In no particular hurry, Ricky sparks a Samporo, pulls up a seat, orders some food and goes about explaining how we need to pay more for food supplies and a cook. This is news to us but we're not prepared to let this stop our adventure. We hand over more Rupiah and make our way to the docks.
Our "boat" is an 18-foot canoe with an outboard engine and no more then 2 feet wide. Bags and supplies securely packed in the bow underneath a tarp, we set off with myself up front, John behind me, then Ricky and Alfonse (guide 2) captaining the 'ship', all sitting on planks of timber raised just above the water already inside the boat.
The first hour of this three-hour journey takes us through a gradually snaking river system flanked by dense coconut trees, jungle and a smattering of small villages. The river is about 40m wide, water is brown from the tropical storms and the air is thick with humidity and roughly 32 degrees. We pull up at one of the small villages to collect our cook, Mary, a 20-something year old woman who seems to be just a friend of the guides cashing in on our naivety. Nevertheless, John and my excitement levels are through the roof as we've gone from being abandoned by our initial contact to somehow organising a whole new program from scratch and are underway, snaking through the surreal jungle.
5 hours into the supposed 3 hour journey, the river narrows to between 3 and 6 meters wide. The bends become so tight they start to double back on themselves, water draws away to less than 6” deep and we find ourselves having to walk the 18ft canoe loaded with supplies most of the way.
7, 8 and 9 hours pass of jumping in, out, in, out of the canoe.
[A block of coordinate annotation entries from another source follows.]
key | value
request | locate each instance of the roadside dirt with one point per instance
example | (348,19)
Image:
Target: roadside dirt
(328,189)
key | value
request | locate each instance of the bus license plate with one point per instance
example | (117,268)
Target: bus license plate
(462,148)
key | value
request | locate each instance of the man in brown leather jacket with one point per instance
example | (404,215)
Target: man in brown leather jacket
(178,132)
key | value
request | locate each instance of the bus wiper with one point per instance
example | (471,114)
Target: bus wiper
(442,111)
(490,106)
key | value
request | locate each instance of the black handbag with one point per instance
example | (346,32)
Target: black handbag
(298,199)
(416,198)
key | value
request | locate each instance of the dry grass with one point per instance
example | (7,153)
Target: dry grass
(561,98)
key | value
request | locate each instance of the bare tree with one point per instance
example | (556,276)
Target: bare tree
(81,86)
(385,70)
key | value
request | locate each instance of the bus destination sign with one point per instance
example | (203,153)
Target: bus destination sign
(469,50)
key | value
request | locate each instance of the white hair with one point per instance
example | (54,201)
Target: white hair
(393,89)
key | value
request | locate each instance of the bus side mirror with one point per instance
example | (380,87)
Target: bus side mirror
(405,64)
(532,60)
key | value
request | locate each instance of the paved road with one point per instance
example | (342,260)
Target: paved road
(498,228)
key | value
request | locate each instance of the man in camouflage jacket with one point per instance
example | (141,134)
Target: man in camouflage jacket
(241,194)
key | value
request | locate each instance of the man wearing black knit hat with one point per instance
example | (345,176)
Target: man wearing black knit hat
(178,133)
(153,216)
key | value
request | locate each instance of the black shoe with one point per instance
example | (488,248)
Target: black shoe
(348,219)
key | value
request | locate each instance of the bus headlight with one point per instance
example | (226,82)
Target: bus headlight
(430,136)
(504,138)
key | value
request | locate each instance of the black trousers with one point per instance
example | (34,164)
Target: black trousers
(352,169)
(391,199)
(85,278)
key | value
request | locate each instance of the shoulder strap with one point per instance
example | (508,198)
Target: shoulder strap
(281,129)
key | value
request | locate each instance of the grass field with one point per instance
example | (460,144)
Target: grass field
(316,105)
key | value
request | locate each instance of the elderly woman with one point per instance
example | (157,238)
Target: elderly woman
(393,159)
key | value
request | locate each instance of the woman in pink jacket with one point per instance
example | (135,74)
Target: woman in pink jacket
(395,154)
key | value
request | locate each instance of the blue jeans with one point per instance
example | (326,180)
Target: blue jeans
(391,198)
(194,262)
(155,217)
Pushing it barefoot over submerged stones, logs and who knows what kind of tropical marine life. With the engine running, we might get a nice patch of 20m of turbulent forward movement, bouncing over the submerged objects, before we run dry once again and have to push once more. Under any other circumstances, going through something so far from what we'd been told would be smooth sailing, tantrums and dummy-spits would've occurred. However, the situation, our location and the unknown adventure of what lay ahead didn't dampen our spirits.
11 hours passes and it’s now pitch black. We’ve well and truly lost faith in the legitimacy of our new guides. Head torches on and covered in tropical insects, we run out of water to push the canoe any further, are utterly exhausted, have no idea where we are, who we’ve brought with us, where we’ll stay or how welcomed a pair of white guys will be in the middle of a jungle we know nothing about.